Who is on the ballot in each contest?
Ms. Haley chose to appear on the primary ballot, and she is the only major Republican candidate left in the race who will be on it. “None of These Candidates” will be an option.
Mr. Trump elected to participate in the caucus, and he is the only major candidate left in that contest. So while Ms. Haley is expected to win the primary, Mr. Trump is all but guaranteed to take the caucuses, earning 26 delegates along the way. No matter the outcome in either contest, Ms. Haley will not earn any.
Critics of the split primary-caucus system have said it was designed to benefit Mr. Trump, who has close ties with the Nevada Republican Party.

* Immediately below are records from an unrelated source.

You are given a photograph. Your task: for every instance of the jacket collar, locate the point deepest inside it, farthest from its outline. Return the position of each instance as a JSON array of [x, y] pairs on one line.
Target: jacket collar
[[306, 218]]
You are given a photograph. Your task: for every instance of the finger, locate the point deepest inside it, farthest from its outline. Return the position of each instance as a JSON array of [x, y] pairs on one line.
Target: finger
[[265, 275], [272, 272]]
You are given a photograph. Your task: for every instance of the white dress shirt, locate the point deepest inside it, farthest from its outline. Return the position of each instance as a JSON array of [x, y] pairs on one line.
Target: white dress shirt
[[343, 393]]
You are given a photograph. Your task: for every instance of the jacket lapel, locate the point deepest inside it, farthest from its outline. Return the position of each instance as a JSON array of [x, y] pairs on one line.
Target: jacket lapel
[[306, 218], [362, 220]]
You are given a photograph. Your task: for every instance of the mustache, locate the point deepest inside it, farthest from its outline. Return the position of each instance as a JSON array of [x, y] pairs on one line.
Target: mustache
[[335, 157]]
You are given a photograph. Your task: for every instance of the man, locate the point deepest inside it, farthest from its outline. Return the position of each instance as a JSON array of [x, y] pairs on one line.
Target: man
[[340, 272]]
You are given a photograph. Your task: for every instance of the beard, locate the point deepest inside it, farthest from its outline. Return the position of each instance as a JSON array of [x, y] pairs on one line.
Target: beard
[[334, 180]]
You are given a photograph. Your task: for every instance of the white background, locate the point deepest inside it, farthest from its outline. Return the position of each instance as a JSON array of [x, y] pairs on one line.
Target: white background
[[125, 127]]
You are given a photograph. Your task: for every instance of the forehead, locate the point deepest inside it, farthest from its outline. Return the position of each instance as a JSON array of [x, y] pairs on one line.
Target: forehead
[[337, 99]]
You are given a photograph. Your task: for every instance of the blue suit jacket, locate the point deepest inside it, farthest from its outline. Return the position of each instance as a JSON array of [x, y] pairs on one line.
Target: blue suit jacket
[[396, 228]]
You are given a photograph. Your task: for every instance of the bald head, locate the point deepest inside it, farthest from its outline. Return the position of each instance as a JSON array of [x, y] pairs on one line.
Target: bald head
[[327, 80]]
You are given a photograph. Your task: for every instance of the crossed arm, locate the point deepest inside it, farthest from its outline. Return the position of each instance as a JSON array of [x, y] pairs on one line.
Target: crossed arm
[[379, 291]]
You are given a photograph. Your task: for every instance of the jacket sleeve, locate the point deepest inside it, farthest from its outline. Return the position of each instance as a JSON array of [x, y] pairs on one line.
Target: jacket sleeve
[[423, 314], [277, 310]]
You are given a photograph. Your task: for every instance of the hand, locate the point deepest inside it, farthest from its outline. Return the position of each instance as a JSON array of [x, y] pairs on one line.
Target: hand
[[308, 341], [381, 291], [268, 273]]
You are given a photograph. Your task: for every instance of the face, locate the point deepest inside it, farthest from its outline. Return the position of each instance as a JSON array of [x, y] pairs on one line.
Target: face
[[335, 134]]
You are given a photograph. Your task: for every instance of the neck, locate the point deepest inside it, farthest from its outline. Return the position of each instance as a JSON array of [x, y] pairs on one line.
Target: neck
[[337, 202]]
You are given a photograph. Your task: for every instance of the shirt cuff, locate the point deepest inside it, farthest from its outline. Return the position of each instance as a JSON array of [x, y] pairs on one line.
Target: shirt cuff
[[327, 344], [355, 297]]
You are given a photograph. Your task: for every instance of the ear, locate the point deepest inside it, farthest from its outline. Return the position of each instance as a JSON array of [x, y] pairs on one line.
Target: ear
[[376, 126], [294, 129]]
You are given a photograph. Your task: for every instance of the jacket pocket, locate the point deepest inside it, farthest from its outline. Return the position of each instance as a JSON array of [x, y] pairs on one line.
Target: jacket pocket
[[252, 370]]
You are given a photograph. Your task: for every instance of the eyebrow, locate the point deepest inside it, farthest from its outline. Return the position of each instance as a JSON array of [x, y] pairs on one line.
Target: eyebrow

Prominent political analysts and Mr. Trump’s rivals alike have suggested the process was “rigged” for the former president.
Still, Ms. Haley could have chosen to fight Mr. Trump for delegates by appearing on the caucus ballot, and the state party has denied that it set up the caucus to benefit him.
What about Democrats?
The Nevada Democratic Party will hold one election, a primary, on the same day as the Nevada Republicans, Feb. 6. President Biden will appear on the ballot, as will the self-help author Marianne Williamson. Representative Dean Phillips of Minnesota, another of Mr. Biden’s long-shot challengers, chose not to compete in Nevada.
Nevada has a closed primary system — Democrats can vote only in Democratic elections, and Republicans can vote only in Republican ones. Independent or nonpartisan voters cannot vote in either primary unless they choose a party affiliation during early voting or on the day of the election. In order to participate in the Republican caucus, voters needed to have registered as Republicans in Nevada by Jan. 9.